Un tournant s'est produit dans les années 2000, et les Jeux Olympiques d'Athènes 2004 ont joué un rôle clé. Les autorités, cherchant à «nettoyer» la ville, ont lancé un programme massif de capture et d'euthanasie. Cela a déclenché une vague de protestation internationale et locale. Sous la pression du public, la loi 3170/2003 a été adoptée, devenant une révolution juridique.
Statut : Les chiens sans abri (et les chats) ont été reconnus comme «animaux sous la protection de l'État». Il est interdit de les tuer s'ils sont en bonne santé et non agressifs.
Programme KAR (ΚΑΠ) : Catch (Capture) — Neuter (Stérilisation) — Release (Retour dans l'environnement naturel). C'est la base de la politique moderne.
Marquage : Les chiens stérilisés et vaccinés reçoivent une étiquette jaune sur l'oreille et un micro-implant. Ils sont considérés comme la propriété de la municipalité.
Care public : L'État est obligé de garantir leur vaccination et un soins vétérinaires de base. L'alimentation et l'attention supplémentaire incombent aux volontaires et aux habitants locaux.
Ainsi, les chiens d'Athènes se trouvent dans un champ juridique unique : ils ne sont pas sans abri au sens strict, mais «animaux publics» (κοινωνικά ζώα), dont le bien-être est une responsabilité collective.
Les chiens sont devenus un élément intégral de la culture urbaine d'Athènes.
Chiens de quartier : De nombreux animaux sont associés à un parc, une place ou une rue spécifique. Les résidents les connaissent par leurs noms, les nourrissent, parfois construisent des abris temporaires. Ils jouent le rôle de gardiens informels du territoire.
Symboles de résistance : Pendant la crise économique des années 2010, les chiens, en particulier le chien Lukanos (Λούκανος), qui «patrouillait» la place Sintagma pendant les manifestations antigouvernementales, sont devenus des symboles de résilience et de solidarité populaire.
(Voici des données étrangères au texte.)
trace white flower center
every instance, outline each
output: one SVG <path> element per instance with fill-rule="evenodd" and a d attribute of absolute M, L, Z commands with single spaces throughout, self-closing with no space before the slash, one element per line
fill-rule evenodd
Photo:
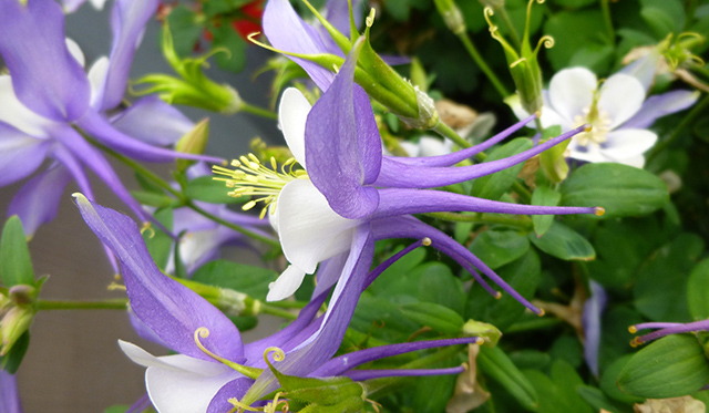
<path fill-rule="evenodd" d="M 251 209 L 257 203 L 264 203 L 260 217 L 266 215 L 269 206 L 276 207 L 280 190 L 294 179 L 309 179 L 304 169 L 295 169 L 297 165 L 295 158 L 286 161 L 278 171 L 278 164 L 274 157 L 270 158 L 270 169 L 264 166 L 254 154 L 242 156 L 238 161 L 232 161 L 234 169 L 222 166 L 213 166 L 212 172 L 226 178 L 215 177 L 215 180 L 223 180 L 227 188 L 234 188 L 229 196 L 238 198 L 240 196 L 254 196 L 256 198 L 244 204 L 242 209 Z"/>

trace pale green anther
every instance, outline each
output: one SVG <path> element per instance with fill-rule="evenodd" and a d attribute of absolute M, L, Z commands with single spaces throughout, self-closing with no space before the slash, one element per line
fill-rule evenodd
<path fill-rule="evenodd" d="M 461 9 L 458 8 L 455 1 L 453 0 L 433 0 L 435 2 L 435 8 L 439 9 L 439 13 L 443 18 L 445 25 L 455 34 L 464 33 L 465 20 L 463 19 L 463 13 Z"/>
<path fill-rule="evenodd" d="M 530 0 L 527 4 L 526 23 L 524 27 L 524 37 L 522 39 L 522 48 L 517 52 L 501 34 L 491 17 L 494 14 L 494 10 L 491 7 L 485 8 L 485 20 L 490 25 L 490 34 L 493 39 L 497 40 L 505 53 L 505 59 L 510 66 L 510 74 L 517 89 L 520 95 L 520 103 L 527 113 L 536 113 L 542 110 L 544 100 L 542 99 L 542 70 L 537 62 L 537 54 L 542 45 L 545 48 L 552 48 L 554 45 L 554 39 L 548 35 L 543 37 L 537 42 L 536 47 L 532 49 L 530 43 L 530 17 L 532 14 L 532 4 L 534 1 L 538 3 L 544 0 Z"/>
<path fill-rule="evenodd" d="M 485 340 L 484 344 L 487 347 L 495 347 L 502 337 L 502 332 L 495 326 L 475 320 L 467 320 L 463 324 L 462 333 L 467 337 L 480 337 Z"/>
Aspect touristique : Pour les visiteurs de la ville, les chiens soignés et tranquillement endormis au soleil deviennent un symbole de la vie méditerranéenne «relaxée». Il existe même des cartes et des excursions dédiées aux chiens célèbres d'Athènes.
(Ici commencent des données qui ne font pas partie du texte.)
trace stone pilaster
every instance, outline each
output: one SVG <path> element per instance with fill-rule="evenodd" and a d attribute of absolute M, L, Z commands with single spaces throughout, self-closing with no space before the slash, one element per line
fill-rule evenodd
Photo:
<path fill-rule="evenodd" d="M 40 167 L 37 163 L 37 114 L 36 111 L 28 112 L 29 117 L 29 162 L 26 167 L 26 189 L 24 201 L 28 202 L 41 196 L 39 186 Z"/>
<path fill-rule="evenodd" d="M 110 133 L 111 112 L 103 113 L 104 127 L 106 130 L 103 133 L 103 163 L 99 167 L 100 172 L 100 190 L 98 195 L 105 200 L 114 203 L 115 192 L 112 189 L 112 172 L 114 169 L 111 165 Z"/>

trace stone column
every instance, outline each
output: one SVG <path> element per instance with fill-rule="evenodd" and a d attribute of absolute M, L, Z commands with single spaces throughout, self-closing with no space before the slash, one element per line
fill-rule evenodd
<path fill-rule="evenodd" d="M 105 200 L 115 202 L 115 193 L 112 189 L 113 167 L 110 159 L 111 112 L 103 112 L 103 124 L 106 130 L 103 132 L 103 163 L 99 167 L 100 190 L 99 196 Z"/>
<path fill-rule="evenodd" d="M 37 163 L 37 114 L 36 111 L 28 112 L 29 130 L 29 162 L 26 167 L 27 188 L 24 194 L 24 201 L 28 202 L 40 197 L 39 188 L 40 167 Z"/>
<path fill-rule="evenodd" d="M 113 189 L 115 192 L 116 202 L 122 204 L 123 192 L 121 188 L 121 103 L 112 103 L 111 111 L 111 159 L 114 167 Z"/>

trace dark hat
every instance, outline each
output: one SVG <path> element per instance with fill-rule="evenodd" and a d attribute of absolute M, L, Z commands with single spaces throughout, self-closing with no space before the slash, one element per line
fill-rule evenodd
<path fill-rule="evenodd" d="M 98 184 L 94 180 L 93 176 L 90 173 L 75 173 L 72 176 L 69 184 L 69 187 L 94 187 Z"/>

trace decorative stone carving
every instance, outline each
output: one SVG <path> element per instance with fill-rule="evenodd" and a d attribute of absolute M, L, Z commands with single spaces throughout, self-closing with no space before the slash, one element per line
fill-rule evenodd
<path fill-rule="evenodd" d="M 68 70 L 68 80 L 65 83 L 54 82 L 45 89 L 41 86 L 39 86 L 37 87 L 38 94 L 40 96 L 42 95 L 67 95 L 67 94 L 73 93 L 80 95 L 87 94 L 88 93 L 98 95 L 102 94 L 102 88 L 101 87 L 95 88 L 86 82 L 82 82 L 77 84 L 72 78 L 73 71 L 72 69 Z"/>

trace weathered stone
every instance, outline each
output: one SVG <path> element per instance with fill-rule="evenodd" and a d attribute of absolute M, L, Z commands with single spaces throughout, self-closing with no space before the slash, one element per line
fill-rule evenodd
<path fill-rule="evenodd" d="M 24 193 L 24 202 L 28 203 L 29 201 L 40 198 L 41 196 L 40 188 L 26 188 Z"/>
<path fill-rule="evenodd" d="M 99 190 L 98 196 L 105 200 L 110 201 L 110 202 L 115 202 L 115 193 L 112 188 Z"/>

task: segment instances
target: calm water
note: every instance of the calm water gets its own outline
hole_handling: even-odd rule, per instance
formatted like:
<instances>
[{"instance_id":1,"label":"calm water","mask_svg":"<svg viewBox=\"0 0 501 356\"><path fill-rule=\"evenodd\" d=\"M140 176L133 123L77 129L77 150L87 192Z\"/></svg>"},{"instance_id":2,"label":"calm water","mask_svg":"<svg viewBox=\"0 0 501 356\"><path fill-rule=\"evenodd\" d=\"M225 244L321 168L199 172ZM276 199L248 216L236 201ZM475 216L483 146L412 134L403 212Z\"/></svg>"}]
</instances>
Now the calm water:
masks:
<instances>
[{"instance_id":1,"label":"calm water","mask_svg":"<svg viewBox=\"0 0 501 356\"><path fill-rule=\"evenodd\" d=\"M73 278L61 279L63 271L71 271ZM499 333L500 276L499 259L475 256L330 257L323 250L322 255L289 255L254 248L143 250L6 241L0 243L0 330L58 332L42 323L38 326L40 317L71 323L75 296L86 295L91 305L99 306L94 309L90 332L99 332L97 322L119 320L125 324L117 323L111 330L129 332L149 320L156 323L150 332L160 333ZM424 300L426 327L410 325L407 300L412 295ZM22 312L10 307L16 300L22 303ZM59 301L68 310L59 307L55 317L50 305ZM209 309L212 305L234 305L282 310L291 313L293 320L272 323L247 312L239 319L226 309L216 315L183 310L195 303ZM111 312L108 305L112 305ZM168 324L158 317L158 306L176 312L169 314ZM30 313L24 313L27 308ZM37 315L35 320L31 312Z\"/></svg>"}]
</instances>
Problèmes et conflits : L'idéal a une face cachée. Pas tous les chiens sont stérilisés, ce qui entraîne une augmentation de la population. Il y a des conflits entre les défenseurs des animaux, les habitants ordinaires (qui se plaignent du bruit, des excréments ou des cas rares d'agressivité) et les autorités, qui ne parviennent pas toujours à financer le programme KAR. La forte dépendance aux volontaires crée une fragilité du système.
Exemple intéressant : L'un des chiens les plus célèbres d'Athènes — le «Chien de l'Acropole» nommé Kampus. Dans les années 2000, il a vécu des années à l'entrée du mont sacré, devenant une attraction vivante et un symbole de continuité des temps. Son image a été reproduite sur des cartes postales et dans des reportages.
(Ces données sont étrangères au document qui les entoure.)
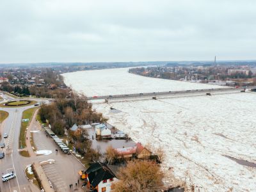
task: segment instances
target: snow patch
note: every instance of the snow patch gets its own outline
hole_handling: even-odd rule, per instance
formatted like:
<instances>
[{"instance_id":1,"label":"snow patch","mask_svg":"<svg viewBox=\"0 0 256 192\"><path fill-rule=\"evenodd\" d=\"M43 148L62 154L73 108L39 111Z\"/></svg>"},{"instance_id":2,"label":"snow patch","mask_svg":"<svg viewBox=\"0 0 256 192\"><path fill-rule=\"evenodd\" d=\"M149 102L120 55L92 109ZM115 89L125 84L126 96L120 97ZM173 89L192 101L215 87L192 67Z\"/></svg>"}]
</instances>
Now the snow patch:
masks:
<instances>
[{"instance_id":1,"label":"snow patch","mask_svg":"<svg viewBox=\"0 0 256 192\"><path fill-rule=\"evenodd\" d=\"M50 150L38 150L36 151L36 154L38 155L45 155L48 156L51 154L52 152Z\"/></svg>"},{"instance_id":2,"label":"snow patch","mask_svg":"<svg viewBox=\"0 0 256 192\"><path fill-rule=\"evenodd\" d=\"M30 131L30 132L39 132L40 131Z\"/></svg>"}]
</instances>

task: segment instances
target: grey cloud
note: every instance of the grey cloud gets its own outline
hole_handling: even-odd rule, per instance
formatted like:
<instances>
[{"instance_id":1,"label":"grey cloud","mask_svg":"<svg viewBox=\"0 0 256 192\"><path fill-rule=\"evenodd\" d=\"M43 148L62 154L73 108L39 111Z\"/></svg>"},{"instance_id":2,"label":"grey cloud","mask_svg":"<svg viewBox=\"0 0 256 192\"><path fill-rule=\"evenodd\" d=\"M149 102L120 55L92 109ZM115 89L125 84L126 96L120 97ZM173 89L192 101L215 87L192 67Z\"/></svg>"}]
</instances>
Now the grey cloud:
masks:
<instances>
[{"instance_id":1,"label":"grey cloud","mask_svg":"<svg viewBox=\"0 0 256 192\"><path fill-rule=\"evenodd\" d=\"M3 0L0 63L255 59L255 1Z\"/></svg>"}]
</instances>

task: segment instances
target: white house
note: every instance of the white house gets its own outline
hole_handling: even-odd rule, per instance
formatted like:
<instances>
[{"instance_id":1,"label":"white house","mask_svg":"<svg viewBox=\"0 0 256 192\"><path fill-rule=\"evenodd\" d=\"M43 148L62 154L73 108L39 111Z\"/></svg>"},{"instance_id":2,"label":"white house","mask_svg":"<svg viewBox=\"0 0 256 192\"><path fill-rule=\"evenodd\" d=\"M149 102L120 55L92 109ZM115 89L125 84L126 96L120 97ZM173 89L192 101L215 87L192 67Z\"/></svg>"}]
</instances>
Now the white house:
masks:
<instances>
[{"instance_id":1,"label":"white house","mask_svg":"<svg viewBox=\"0 0 256 192\"><path fill-rule=\"evenodd\" d=\"M98 192L111 191L112 184L118 180L114 170L118 169L100 162L92 164L85 171L88 180L87 187Z\"/></svg>"},{"instance_id":2,"label":"white house","mask_svg":"<svg viewBox=\"0 0 256 192\"><path fill-rule=\"evenodd\" d=\"M81 129L91 129L92 126L91 125L80 125L79 127Z\"/></svg>"},{"instance_id":3,"label":"white house","mask_svg":"<svg viewBox=\"0 0 256 192\"><path fill-rule=\"evenodd\" d=\"M0 83L4 82L8 82L9 79L5 77L0 77Z\"/></svg>"},{"instance_id":4,"label":"white house","mask_svg":"<svg viewBox=\"0 0 256 192\"><path fill-rule=\"evenodd\" d=\"M110 138L111 137L111 131L106 126L105 124L99 124L95 126L96 136L101 138Z\"/></svg>"}]
</instances>

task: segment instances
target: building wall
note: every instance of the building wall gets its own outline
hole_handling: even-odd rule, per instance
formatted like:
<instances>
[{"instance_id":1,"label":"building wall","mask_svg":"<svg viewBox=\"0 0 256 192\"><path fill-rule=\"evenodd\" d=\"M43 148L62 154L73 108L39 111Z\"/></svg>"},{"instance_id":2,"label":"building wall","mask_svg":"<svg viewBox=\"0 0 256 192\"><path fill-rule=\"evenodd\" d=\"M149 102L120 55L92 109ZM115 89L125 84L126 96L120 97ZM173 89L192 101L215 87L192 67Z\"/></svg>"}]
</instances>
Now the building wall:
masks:
<instances>
[{"instance_id":1,"label":"building wall","mask_svg":"<svg viewBox=\"0 0 256 192\"><path fill-rule=\"evenodd\" d=\"M144 148L143 150L138 155L138 158L143 159L148 157L151 155L150 152L147 148Z\"/></svg>"},{"instance_id":2,"label":"building wall","mask_svg":"<svg viewBox=\"0 0 256 192\"><path fill-rule=\"evenodd\" d=\"M101 181L98 185L98 192L102 192L102 188L106 188L106 192L110 192L111 191L111 184L116 180L118 180L118 179L116 178L114 178L113 181L109 181L109 179L108 179L106 183L103 183L103 182Z\"/></svg>"},{"instance_id":3,"label":"building wall","mask_svg":"<svg viewBox=\"0 0 256 192\"><path fill-rule=\"evenodd\" d=\"M109 129L102 129L100 131L100 136L111 136L111 131Z\"/></svg>"}]
</instances>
Le phénomène des chiens dans les rues d'Athènes est une paliatre vivante, où les couches du symbolisme antique, de l'utilitarisme ottoman, du modernisme européen et de l'éthique bioéthique moderne se sont superposées. La capitale grecque, peut-être l'une des premières dans le monde, a tenté de ne pas résoudre le «problème» par élimination, mais d'institutionnaliser la forme existante de coexistence.
Cet expérience n'est pas une idylle, mais une modèle de système écologique urbain constamment testé, où les animaux ont le droit de vivre dans l'environnement urbain, et l'homme assume la responsabilité de gérer humainement leur population. Le sort des chiens d'Athènes continue de refléter la santé sociale, les opportunités économiques et l'identité culturelle de la ville, restant sa carte de visite unique et contradictoire.